Arrest and execution
The Saxon ministers, after protesting against the new arrangement, arrested Patkul and shut him up in the fortress of Sonnenstein on 19 December 1705, altogether disregarding the remonstrances of Peter against such a gross violation of international law. After the Treaty of Altranstädt on 24 September 1707, he was delivered up to Charles, who ordered his execution through the breaking wheel. Charles rejected an appeal for mercy from his sister, the princess Ulrica, on the ground that Patkul, as a traitor, could not be pardoned for example's sake. In October 1707, Patkul was broken alive on the wheel at Kazimierz Biskupi (Casimir) in Poland.

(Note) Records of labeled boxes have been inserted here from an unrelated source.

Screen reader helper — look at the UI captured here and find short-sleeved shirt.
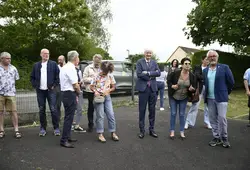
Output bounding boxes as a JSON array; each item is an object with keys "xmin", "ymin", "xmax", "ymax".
[
  {"xmin": 91, "ymin": 74, "xmax": 116, "ymax": 93},
  {"xmin": 243, "ymin": 68, "xmax": 250, "ymax": 86},
  {"xmin": 207, "ymin": 68, "xmax": 216, "ymax": 99},
  {"xmin": 60, "ymin": 62, "xmax": 78, "ymax": 91},
  {"xmin": 0, "ymin": 64, "xmax": 19, "ymax": 96}
]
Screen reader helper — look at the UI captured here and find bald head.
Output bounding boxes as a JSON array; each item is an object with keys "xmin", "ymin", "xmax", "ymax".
[
  {"xmin": 57, "ymin": 55, "xmax": 65, "ymax": 67},
  {"xmin": 40, "ymin": 48, "xmax": 49, "ymax": 62}
]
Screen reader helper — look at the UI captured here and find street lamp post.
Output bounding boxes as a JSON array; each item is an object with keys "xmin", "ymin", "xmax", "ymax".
[{"xmin": 127, "ymin": 50, "xmax": 135, "ymax": 102}]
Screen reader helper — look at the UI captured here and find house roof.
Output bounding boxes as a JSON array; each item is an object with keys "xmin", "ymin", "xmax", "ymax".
[{"xmin": 179, "ymin": 46, "xmax": 200, "ymax": 54}]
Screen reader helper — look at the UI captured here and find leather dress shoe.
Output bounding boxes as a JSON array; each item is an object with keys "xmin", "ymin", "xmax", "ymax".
[
  {"xmin": 68, "ymin": 139, "xmax": 77, "ymax": 142},
  {"xmin": 149, "ymin": 131, "xmax": 158, "ymax": 138},
  {"xmin": 60, "ymin": 142, "xmax": 75, "ymax": 148},
  {"xmin": 138, "ymin": 132, "xmax": 145, "ymax": 139}
]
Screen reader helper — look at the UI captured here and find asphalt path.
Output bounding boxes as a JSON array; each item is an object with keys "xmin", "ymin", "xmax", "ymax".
[{"xmin": 0, "ymin": 100, "xmax": 250, "ymax": 170}]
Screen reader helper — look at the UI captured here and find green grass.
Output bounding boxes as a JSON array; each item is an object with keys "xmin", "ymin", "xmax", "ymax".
[{"xmin": 197, "ymin": 90, "xmax": 249, "ymax": 118}]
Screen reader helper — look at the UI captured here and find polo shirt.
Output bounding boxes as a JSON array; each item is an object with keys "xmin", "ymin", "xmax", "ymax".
[{"xmin": 59, "ymin": 62, "xmax": 78, "ymax": 91}]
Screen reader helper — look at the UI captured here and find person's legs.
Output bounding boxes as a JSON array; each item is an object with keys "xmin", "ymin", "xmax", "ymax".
[
  {"xmin": 87, "ymin": 92, "xmax": 94, "ymax": 132},
  {"xmin": 75, "ymin": 93, "xmax": 83, "ymax": 126},
  {"xmin": 47, "ymin": 90, "xmax": 59, "ymax": 130},
  {"xmin": 0, "ymin": 95, "xmax": 5, "ymax": 138},
  {"xmin": 61, "ymin": 91, "xmax": 76, "ymax": 144},
  {"xmin": 104, "ymin": 95, "xmax": 116, "ymax": 132},
  {"xmin": 56, "ymin": 85, "xmax": 62, "ymax": 122},
  {"xmin": 179, "ymin": 99, "xmax": 188, "ymax": 137},
  {"xmin": 94, "ymin": 103, "xmax": 106, "ymax": 142},
  {"xmin": 169, "ymin": 96, "xmax": 178, "ymax": 136},
  {"xmin": 139, "ymin": 87, "xmax": 149, "ymax": 133},
  {"xmin": 185, "ymin": 102, "xmax": 200, "ymax": 129},
  {"xmin": 204, "ymin": 104, "xmax": 212, "ymax": 129},
  {"xmin": 160, "ymin": 82, "xmax": 165, "ymax": 107},
  {"xmin": 36, "ymin": 89, "xmax": 48, "ymax": 133}
]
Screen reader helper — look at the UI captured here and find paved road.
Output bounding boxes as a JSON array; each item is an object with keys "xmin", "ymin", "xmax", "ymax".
[{"xmin": 0, "ymin": 100, "xmax": 250, "ymax": 170}]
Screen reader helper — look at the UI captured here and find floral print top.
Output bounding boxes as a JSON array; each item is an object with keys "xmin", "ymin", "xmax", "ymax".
[
  {"xmin": 0, "ymin": 64, "xmax": 19, "ymax": 96},
  {"xmin": 91, "ymin": 74, "xmax": 116, "ymax": 93}
]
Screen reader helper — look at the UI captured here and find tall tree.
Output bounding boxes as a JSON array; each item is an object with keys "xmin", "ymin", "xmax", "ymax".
[
  {"xmin": 0, "ymin": 0, "xmax": 111, "ymax": 60},
  {"xmin": 86, "ymin": 0, "xmax": 112, "ymax": 50},
  {"xmin": 184, "ymin": 0, "xmax": 250, "ymax": 47}
]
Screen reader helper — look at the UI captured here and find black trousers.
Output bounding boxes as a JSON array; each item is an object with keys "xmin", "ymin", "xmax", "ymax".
[
  {"xmin": 36, "ymin": 89, "xmax": 59, "ymax": 130},
  {"xmin": 87, "ymin": 92, "xmax": 94, "ymax": 128},
  {"xmin": 61, "ymin": 91, "xmax": 77, "ymax": 144},
  {"xmin": 139, "ymin": 87, "xmax": 157, "ymax": 133}
]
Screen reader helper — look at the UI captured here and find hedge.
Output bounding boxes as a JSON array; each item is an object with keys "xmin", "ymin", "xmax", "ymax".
[{"xmin": 192, "ymin": 51, "xmax": 250, "ymax": 88}]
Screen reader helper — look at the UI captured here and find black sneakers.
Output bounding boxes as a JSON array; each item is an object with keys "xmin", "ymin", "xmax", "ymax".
[
  {"xmin": 208, "ymin": 138, "xmax": 222, "ymax": 147},
  {"xmin": 209, "ymin": 138, "xmax": 230, "ymax": 148}
]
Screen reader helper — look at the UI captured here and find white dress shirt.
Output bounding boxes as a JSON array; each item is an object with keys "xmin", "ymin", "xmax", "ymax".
[
  {"xmin": 40, "ymin": 61, "xmax": 48, "ymax": 90},
  {"xmin": 60, "ymin": 62, "xmax": 78, "ymax": 91}
]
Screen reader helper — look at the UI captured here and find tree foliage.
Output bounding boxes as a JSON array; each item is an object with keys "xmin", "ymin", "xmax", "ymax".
[
  {"xmin": 184, "ymin": 0, "xmax": 250, "ymax": 47},
  {"xmin": 126, "ymin": 54, "xmax": 159, "ymax": 63},
  {"xmin": 0, "ymin": 0, "xmax": 111, "ymax": 61}
]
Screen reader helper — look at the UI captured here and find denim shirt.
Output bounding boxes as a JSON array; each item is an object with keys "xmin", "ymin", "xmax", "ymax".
[{"xmin": 0, "ymin": 64, "xmax": 19, "ymax": 96}]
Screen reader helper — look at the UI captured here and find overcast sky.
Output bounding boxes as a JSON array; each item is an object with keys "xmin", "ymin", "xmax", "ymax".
[{"xmin": 108, "ymin": 0, "xmax": 232, "ymax": 61}]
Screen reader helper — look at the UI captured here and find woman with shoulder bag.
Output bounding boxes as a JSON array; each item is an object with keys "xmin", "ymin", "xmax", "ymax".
[
  {"xmin": 167, "ymin": 58, "xmax": 196, "ymax": 140},
  {"xmin": 90, "ymin": 61, "xmax": 119, "ymax": 143}
]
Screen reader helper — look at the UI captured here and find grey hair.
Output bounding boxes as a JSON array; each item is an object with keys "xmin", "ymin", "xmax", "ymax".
[
  {"xmin": 0, "ymin": 52, "xmax": 11, "ymax": 59},
  {"xmin": 67, "ymin": 51, "xmax": 79, "ymax": 61},
  {"xmin": 207, "ymin": 50, "xmax": 219, "ymax": 58},
  {"xmin": 93, "ymin": 54, "xmax": 102, "ymax": 61}
]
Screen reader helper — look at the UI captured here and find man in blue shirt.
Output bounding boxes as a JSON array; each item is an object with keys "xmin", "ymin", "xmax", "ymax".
[
  {"xmin": 243, "ymin": 68, "xmax": 250, "ymax": 127},
  {"xmin": 203, "ymin": 50, "xmax": 234, "ymax": 148},
  {"xmin": 30, "ymin": 49, "xmax": 60, "ymax": 137}
]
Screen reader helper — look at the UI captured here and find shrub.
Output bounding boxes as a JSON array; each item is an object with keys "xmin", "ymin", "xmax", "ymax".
[{"xmin": 192, "ymin": 51, "xmax": 250, "ymax": 88}]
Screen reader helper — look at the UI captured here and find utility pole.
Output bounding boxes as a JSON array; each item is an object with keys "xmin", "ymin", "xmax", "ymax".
[{"xmin": 127, "ymin": 50, "xmax": 135, "ymax": 102}]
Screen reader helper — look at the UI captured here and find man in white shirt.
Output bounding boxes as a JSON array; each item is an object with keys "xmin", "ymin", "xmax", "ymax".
[
  {"xmin": 56, "ymin": 55, "xmax": 66, "ymax": 121},
  {"xmin": 0, "ymin": 52, "xmax": 22, "ymax": 139},
  {"xmin": 60, "ymin": 51, "xmax": 81, "ymax": 148},
  {"xmin": 30, "ymin": 49, "xmax": 60, "ymax": 136}
]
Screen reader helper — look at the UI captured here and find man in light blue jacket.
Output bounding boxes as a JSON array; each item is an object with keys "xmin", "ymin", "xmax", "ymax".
[{"xmin": 203, "ymin": 50, "xmax": 234, "ymax": 148}]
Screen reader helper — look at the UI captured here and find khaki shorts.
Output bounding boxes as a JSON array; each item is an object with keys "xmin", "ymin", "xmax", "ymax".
[{"xmin": 0, "ymin": 95, "xmax": 17, "ymax": 113}]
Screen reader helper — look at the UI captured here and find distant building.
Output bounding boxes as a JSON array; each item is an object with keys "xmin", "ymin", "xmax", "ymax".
[{"xmin": 167, "ymin": 46, "xmax": 200, "ymax": 62}]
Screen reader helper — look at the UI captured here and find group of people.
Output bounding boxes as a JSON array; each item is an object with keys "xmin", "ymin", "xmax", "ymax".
[
  {"xmin": 0, "ymin": 49, "xmax": 250, "ymax": 148},
  {"xmin": 136, "ymin": 50, "xmax": 237, "ymax": 148}
]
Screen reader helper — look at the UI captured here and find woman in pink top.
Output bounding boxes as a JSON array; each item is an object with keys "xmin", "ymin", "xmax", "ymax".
[{"xmin": 90, "ymin": 61, "xmax": 119, "ymax": 143}]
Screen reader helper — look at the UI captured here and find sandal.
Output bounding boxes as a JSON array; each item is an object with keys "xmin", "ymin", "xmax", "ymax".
[
  {"xmin": 98, "ymin": 134, "xmax": 106, "ymax": 143},
  {"xmin": 0, "ymin": 131, "xmax": 5, "ymax": 139},
  {"xmin": 111, "ymin": 133, "xmax": 119, "ymax": 141},
  {"xmin": 15, "ymin": 131, "xmax": 22, "ymax": 139}
]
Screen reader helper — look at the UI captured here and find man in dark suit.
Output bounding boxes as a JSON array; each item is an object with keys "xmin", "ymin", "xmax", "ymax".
[
  {"xmin": 203, "ymin": 50, "xmax": 234, "ymax": 148},
  {"xmin": 136, "ymin": 50, "xmax": 161, "ymax": 139}
]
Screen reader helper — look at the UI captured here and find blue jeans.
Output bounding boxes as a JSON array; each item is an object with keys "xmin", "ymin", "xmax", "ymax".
[
  {"xmin": 207, "ymin": 99, "xmax": 228, "ymax": 139},
  {"xmin": 157, "ymin": 81, "xmax": 165, "ymax": 107},
  {"xmin": 61, "ymin": 91, "xmax": 76, "ymax": 144},
  {"xmin": 75, "ymin": 93, "xmax": 83, "ymax": 125},
  {"xmin": 186, "ymin": 86, "xmax": 210, "ymax": 126},
  {"xmin": 36, "ymin": 89, "xmax": 59, "ymax": 130},
  {"xmin": 169, "ymin": 96, "xmax": 188, "ymax": 132},
  {"xmin": 94, "ymin": 95, "xmax": 116, "ymax": 133}
]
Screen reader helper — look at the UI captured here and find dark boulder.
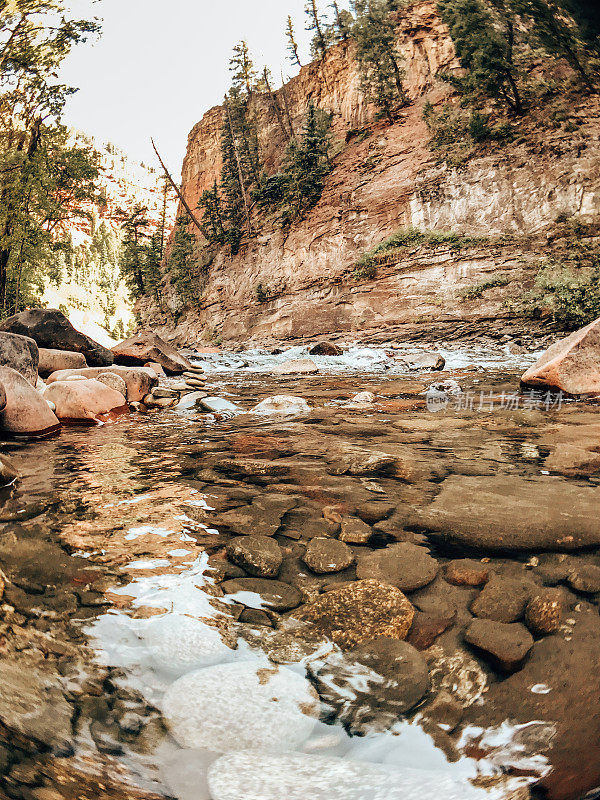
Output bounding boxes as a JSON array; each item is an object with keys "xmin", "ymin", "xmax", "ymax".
[{"xmin": 0, "ymin": 308, "xmax": 113, "ymax": 368}]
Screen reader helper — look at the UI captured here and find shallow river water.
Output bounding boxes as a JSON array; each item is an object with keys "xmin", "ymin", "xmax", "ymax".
[{"xmin": 0, "ymin": 347, "xmax": 600, "ymax": 800}]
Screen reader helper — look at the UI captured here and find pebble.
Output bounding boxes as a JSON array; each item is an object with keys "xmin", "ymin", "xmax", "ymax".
[
  {"xmin": 162, "ymin": 661, "xmax": 318, "ymax": 756},
  {"xmin": 227, "ymin": 536, "xmax": 283, "ymax": 578},
  {"xmin": 302, "ymin": 537, "xmax": 354, "ymax": 575}
]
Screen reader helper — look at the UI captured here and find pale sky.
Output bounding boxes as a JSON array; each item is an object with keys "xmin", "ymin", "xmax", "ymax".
[{"xmin": 61, "ymin": 0, "xmax": 347, "ymax": 177}]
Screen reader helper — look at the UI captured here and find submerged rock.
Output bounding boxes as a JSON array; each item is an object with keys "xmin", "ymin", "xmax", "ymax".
[
  {"xmin": 162, "ymin": 661, "xmax": 318, "ymax": 752},
  {"xmin": 0, "ymin": 308, "xmax": 113, "ymax": 367},
  {"xmin": 250, "ymin": 394, "xmax": 311, "ymax": 416},
  {"xmin": 356, "ymin": 542, "xmax": 439, "ymax": 592},
  {"xmin": 521, "ymin": 319, "xmax": 600, "ymax": 395},
  {"xmin": 271, "ymin": 358, "xmax": 319, "ymax": 375},
  {"xmin": 293, "ymin": 580, "xmax": 414, "ymax": 648},
  {"xmin": 0, "ymin": 333, "xmax": 40, "ymax": 386},
  {"xmin": 44, "ymin": 379, "xmax": 127, "ymax": 423},
  {"xmin": 0, "ymin": 367, "xmax": 60, "ymax": 437},
  {"xmin": 411, "ymin": 475, "xmax": 600, "ymax": 551},
  {"xmin": 39, "ymin": 347, "xmax": 87, "ymax": 378},
  {"xmin": 112, "ymin": 331, "xmax": 192, "ymax": 375},
  {"xmin": 208, "ymin": 753, "xmax": 480, "ymax": 800}
]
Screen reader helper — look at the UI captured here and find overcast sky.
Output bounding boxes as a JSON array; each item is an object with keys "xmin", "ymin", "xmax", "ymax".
[{"xmin": 62, "ymin": 0, "xmax": 347, "ymax": 176}]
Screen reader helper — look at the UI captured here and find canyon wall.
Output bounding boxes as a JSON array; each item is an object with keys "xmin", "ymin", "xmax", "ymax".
[{"xmin": 140, "ymin": 2, "xmax": 600, "ymax": 343}]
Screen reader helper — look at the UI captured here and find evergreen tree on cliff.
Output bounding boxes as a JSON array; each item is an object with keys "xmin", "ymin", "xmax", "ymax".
[{"xmin": 353, "ymin": 0, "xmax": 407, "ymax": 122}]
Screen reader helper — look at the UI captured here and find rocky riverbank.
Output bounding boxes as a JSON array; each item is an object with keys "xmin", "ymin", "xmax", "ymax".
[{"xmin": 0, "ymin": 310, "xmax": 600, "ymax": 800}]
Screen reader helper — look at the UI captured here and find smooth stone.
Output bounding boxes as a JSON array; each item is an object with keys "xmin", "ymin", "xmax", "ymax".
[
  {"xmin": 96, "ymin": 372, "xmax": 127, "ymax": 398},
  {"xmin": 208, "ymin": 753, "xmax": 480, "ymax": 800},
  {"xmin": 221, "ymin": 578, "xmax": 302, "ymax": 611},
  {"xmin": 293, "ymin": 580, "xmax": 415, "ymax": 648},
  {"xmin": 0, "ymin": 308, "xmax": 113, "ymax": 367},
  {"xmin": 471, "ymin": 577, "xmax": 536, "ymax": 622},
  {"xmin": 356, "ymin": 542, "xmax": 439, "ymax": 592},
  {"xmin": 465, "ymin": 619, "xmax": 533, "ymax": 672},
  {"xmin": 47, "ymin": 364, "xmax": 158, "ymax": 403},
  {"xmin": 271, "ymin": 358, "xmax": 319, "ymax": 375},
  {"xmin": 44, "ymin": 379, "xmax": 127, "ymax": 423},
  {"xmin": 525, "ymin": 589, "xmax": 565, "ymax": 636},
  {"xmin": 38, "ymin": 347, "xmax": 87, "ymax": 378},
  {"xmin": 250, "ymin": 394, "xmax": 311, "ymax": 416},
  {"xmin": 521, "ymin": 319, "xmax": 600, "ymax": 395},
  {"xmin": 0, "ymin": 332, "xmax": 40, "ymax": 386},
  {"xmin": 227, "ymin": 536, "xmax": 283, "ymax": 578},
  {"xmin": 143, "ymin": 614, "xmax": 235, "ymax": 675},
  {"xmin": 0, "ymin": 367, "xmax": 60, "ymax": 437},
  {"xmin": 112, "ymin": 331, "xmax": 192, "ymax": 374},
  {"xmin": 309, "ymin": 638, "xmax": 429, "ymax": 734},
  {"xmin": 302, "ymin": 537, "xmax": 354, "ymax": 575},
  {"xmin": 162, "ymin": 661, "xmax": 318, "ymax": 753},
  {"xmin": 410, "ymin": 475, "xmax": 600, "ymax": 551}
]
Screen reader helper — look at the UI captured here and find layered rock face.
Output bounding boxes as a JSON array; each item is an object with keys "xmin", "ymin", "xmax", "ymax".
[{"xmin": 139, "ymin": 2, "xmax": 600, "ymax": 343}]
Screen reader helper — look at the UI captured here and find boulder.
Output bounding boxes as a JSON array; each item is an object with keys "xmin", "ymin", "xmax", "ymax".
[
  {"xmin": 293, "ymin": 580, "xmax": 414, "ymax": 648},
  {"xmin": 0, "ymin": 308, "xmax": 113, "ymax": 367},
  {"xmin": 227, "ymin": 536, "xmax": 283, "ymax": 578},
  {"xmin": 308, "ymin": 342, "xmax": 344, "ymax": 356},
  {"xmin": 0, "ymin": 333, "xmax": 40, "ymax": 386},
  {"xmin": 356, "ymin": 542, "xmax": 439, "ymax": 592},
  {"xmin": 271, "ymin": 358, "xmax": 319, "ymax": 375},
  {"xmin": 302, "ymin": 537, "xmax": 354, "ymax": 575},
  {"xmin": 38, "ymin": 347, "xmax": 87, "ymax": 378},
  {"xmin": 465, "ymin": 619, "xmax": 533, "ymax": 672},
  {"xmin": 409, "ymin": 475, "xmax": 600, "ymax": 551},
  {"xmin": 162, "ymin": 661, "xmax": 318, "ymax": 753},
  {"xmin": 44, "ymin": 379, "xmax": 127, "ymax": 424},
  {"xmin": 521, "ymin": 319, "xmax": 600, "ymax": 395},
  {"xmin": 112, "ymin": 331, "xmax": 192, "ymax": 375},
  {"xmin": 47, "ymin": 365, "xmax": 158, "ymax": 403},
  {"xmin": 309, "ymin": 637, "xmax": 429, "ymax": 734},
  {"xmin": 0, "ymin": 367, "xmax": 60, "ymax": 438}
]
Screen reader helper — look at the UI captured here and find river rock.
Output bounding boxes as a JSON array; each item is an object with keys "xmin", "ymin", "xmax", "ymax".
[
  {"xmin": 162, "ymin": 661, "xmax": 318, "ymax": 756},
  {"xmin": 221, "ymin": 578, "xmax": 302, "ymax": 611},
  {"xmin": 112, "ymin": 331, "xmax": 192, "ymax": 375},
  {"xmin": 525, "ymin": 589, "xmax": 565, "ymax": 636},
  {"xmin": 356, "ymin": 542, "xmax": 439, "ymax": 592},
  {"xmin": 0, "ymin": 367, "xmax": 60, "ymax": 437},
  {"xmin": 521, "ymin": 319, "xmax": 600, "ymax": 395},
  {"xmin": 293, "ymin": 580, "xmax": 414, "ymax": 648},
  {"xmin": 397, "ymin": 353, "xmax": 446, "ymax": 372},
  {"xmin": 471, "ymin": 577, "xmax": 535, "ymax": 622},
  {"xmin": 410, "ymin": 475, "xmax": 600, "ymax": 551},
  {"xmin": 47, "ymin": 365, "xmax": 158, "ymax": 403},
  {"xmin": 308, "ymin": 342, "xmax": 344, "ymax": 356},
  {"xmin": 250, "ymin": 394, "xmax": 311, "ymax": 417},
  {"xmin": 271, "ymin": 358, "xmax": 319, "ymax": 375},
  {"xmin": 96, "ymin": 372, "xmax": 127, "ymax": 399},
  {"xmin": 38, "ymin": 347, "xmax": 87, "ymax": 378},
  {"xmin": 44, "ymin": 379, "xmax": 127, "ymax": 423},
  {"xmin": 0, "ymin": 659, "xmax": 73, "ymax": 754},
  {"xmin": 0, "ymin": 308, "xmax": 113, "ymax": 367},
  {"xmin": 0, "ymin": 323, "xmax": 40, "ymax": 386},
  {"xmin": 302, "ymin": 537, "xmax": 354, "ymax": 575},
  {"xmin": 339, "ymin": 517, "xmax": 373, "ymax": 544},
  {"xmin": 206, "ymin": 753, "xmax": 474, "ymax": 800},
  {"xmin": 0, "ymin": 453, "xmax": 19, "ymax": 484},
  {"xmin": 143, "ymin": 614, "xmax": 235, "ymax": 676},
  {"xmin": 465, "ymin": 619, "xmax": 533, "ymax": 672},
  {"xmin": 227, "ymin": 536, "xmax": 283, "ymax": 578},
  {"xmin": 310, "ymin": 637, "xmax": 429, "ymax": 734},
  {"xmin": 444, "ymin": 558, "xmax": 490, "ymax": 586}
]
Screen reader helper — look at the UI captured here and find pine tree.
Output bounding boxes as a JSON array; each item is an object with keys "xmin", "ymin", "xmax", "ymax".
[
  {"xmin": 353, "ymin": 0, "xmax": 407, "ymax": 122},
  {"xmin": 285, "ymin": 15, "xmax": 302, "ymax": 67},
  {"xmin": 305, "ymin": 0, "xmax": 330, "ymax": 60}
]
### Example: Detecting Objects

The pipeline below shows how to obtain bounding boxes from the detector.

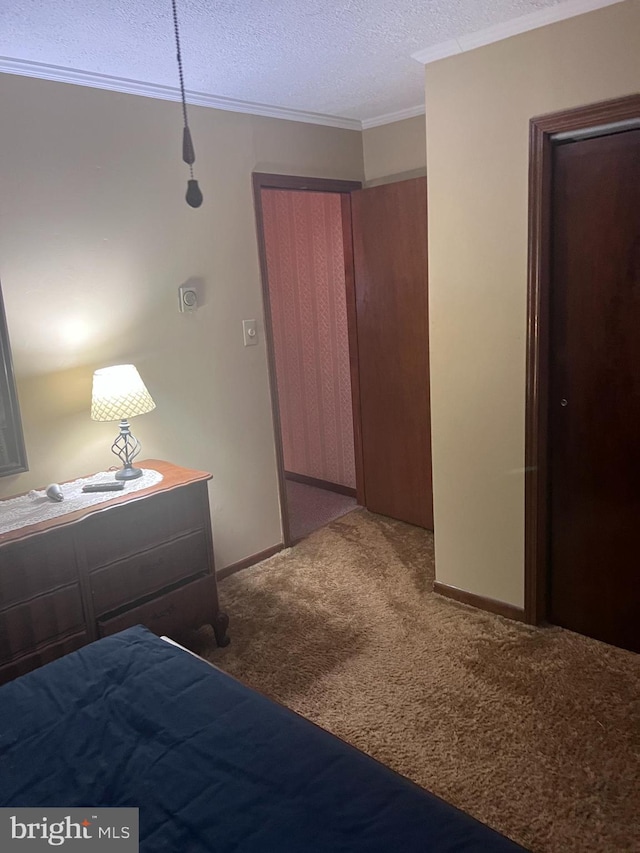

The circumstances of Patkul's death were documented first by chaplain Loren(t)z Hagen, who accompanied Patkul in his last two days, in his 1707 book titled Das schmertzliche doch seelige Ende, Des Welt-Bekandten Joh. Reinhold Patkuls[1] (English translation in 1761 under the title Anecdotes concerning the famous John Reinhold Patkul[2]). Another account of Patkul's execution is a 1708 leaflet of unknown origin titled Kurtze Beschreibung der merck- und denckwürdigen Execution Des tapffern und Welt-bekanten General Patkuls, Wie selbiger den 10. October. 1707. zu Casimir in Pohlen erbärmlich hingerichtet worden [in English: Short description of the notable and memorable execution of the brave and world-famous general Patkul, how the same on 10 October 1707 in Casimir in Poland was executed miserably].[3] Differing slightly, the accounts agree that Patkul, after a prolonged process of breaking his bones with the wheel, begged for his decapitation (crying "Kopf ab!") and robbed to the block on his own; the following decapitation did however not succeed until after several strikes.
References
- This article incorporates text from a publication now in the public domain: Chisholm, Hugh, ed. (1911). Encyclopædia Britannica (11th ed.). Cambridge University Press
- ↑ Hagen, Lorenz (1707). Das schmertzliche doch seelige Ende, Des Welt-Bekandten Joh. Reinhold Patkuls (in German). Leipzig/Dresden.
- ↑ Hagen, Lorenz (1761). Anecdotes concerning the famous John Reinhold Patkul. London.
- ↑ s.n. (1708). Kurtze Beschreibung der merck- und denckwürdigen Execution Des tapffern und Welt-bekanten General Patkuls, Wie selbiger den 10. October. 1707. zu Casimir in Pohlen erbärmlich hingerichtet worden (in German). s.i.